I don't have the studies on hand but I'm sure you have read that Herceptin does work better when given with chemo. Have you looked into a drug called T-DM1, an antibody made by Genentech/ Roch? There are trials going on now. It seems to work well with Herceptin but I do believe they give it with chemo too.

I would check about Herceptin only. I know there are some women on these boards that have fought for it. Very few though. You might want to post the question on new thread on the HER2 forum section.

You are correct that they only measure the IDC. My tumor had both components but the IDC was the only one that was measured. I think the reason why they can't be exact is tumors are not perfectly shaped… It's not that they are sloppy.  If your group keeps making mistakes maybe you should consider getting a 2nd opinion. Just a thought.

painterly

Wish that were true, Lago, that "they only give radiation/chemo to higher risk patients."

My tumour was 7mm and I got 20 days of radiation. Plus I was older and considered lower risk at age 64 but still got the radiation.

While I was in the waiting room I chatted with a patient who was DCIS and we discussed the fact that she had the option of radiation or not since it was insitu and tiny (I believe). Later, when we were in our respective rooms and the radiologist was talking to her (I could hear through the thin wall) she was being told "most women want to do the best for themselves."  So she was being talked into radiation since she wouldn't be doing the best for herself by denying herself  radiation. I never saw her again so i don't know whether she went for the radiation or not.

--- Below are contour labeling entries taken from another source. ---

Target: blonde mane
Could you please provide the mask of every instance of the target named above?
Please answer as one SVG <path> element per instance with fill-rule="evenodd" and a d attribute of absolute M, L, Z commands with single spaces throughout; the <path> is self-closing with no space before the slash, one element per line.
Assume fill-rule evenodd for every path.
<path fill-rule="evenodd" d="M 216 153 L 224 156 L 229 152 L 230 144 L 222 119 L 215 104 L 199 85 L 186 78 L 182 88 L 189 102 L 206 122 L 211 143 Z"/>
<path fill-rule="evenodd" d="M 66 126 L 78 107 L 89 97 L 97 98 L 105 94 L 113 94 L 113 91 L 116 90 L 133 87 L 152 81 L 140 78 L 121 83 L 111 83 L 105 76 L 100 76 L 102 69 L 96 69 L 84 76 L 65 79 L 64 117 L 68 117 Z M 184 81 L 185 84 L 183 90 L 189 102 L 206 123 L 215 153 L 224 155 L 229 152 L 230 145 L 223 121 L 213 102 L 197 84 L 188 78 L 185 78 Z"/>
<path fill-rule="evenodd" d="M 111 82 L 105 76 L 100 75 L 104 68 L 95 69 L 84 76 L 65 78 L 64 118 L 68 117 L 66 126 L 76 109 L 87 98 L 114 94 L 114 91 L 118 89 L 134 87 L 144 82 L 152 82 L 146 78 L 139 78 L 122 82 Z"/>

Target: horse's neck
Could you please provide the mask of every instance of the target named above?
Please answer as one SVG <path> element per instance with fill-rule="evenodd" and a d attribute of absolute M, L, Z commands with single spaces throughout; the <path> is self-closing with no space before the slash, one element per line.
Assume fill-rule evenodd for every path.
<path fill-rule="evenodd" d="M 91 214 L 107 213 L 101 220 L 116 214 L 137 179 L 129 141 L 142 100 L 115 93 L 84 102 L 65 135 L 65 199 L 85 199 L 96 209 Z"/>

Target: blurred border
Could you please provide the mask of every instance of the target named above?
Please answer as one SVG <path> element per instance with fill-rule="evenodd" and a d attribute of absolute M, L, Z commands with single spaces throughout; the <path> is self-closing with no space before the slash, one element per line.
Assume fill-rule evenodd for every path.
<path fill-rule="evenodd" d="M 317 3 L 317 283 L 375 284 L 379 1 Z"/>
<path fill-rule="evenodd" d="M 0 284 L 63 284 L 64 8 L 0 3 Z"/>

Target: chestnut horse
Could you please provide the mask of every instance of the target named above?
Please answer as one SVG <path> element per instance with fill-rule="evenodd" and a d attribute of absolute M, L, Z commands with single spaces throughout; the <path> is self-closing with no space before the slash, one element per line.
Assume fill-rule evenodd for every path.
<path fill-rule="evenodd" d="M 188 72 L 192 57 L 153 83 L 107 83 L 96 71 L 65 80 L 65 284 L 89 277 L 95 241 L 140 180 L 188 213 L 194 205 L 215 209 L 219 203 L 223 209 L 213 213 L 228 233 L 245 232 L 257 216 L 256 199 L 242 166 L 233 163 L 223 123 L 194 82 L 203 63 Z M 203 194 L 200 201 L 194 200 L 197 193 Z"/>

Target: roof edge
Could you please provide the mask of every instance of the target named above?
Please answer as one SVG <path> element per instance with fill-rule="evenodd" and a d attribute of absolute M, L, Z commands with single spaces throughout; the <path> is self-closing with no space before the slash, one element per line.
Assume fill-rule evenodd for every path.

About the chemo bit. My sentinel node at the time of the surgery was negative but came back from the lab with a question mark, i.e. they didn't know if it was positive or not and they tested it twice.(They thought it had an isolated tumour cell). So the head of oncology recommended 4 rounds of chemo. Looking back, I believe I was overtreated esp. with the chemo part of the treatment. The oncologist was going with the latest findings from the San Antonio conference.

kira1234

lago, you can see my stats. My first Onc. felt I really should have chemo, but of course it was my decision. Well I started the chemo, and then spent 5 months just trying to recover. Needless to say I no longer go to her. If I had listened to my BS who is also an Onc. I would never have had the chemo. I have a new Onc. now who also has said he would never have recommended it.

thenewme

Hi Wornoutmom,

You had some questions about your staging.  HERE's  a helpful link for AJCC staging - maybe it can help clarify.  Many of us have had mixed pathologies, especially DCIS along with invasive types.  I had IDC with DCIS, but the invasive component "trumps" the non-invasive part, so the DCIS part isn't even usually mentioned in my diagnosis.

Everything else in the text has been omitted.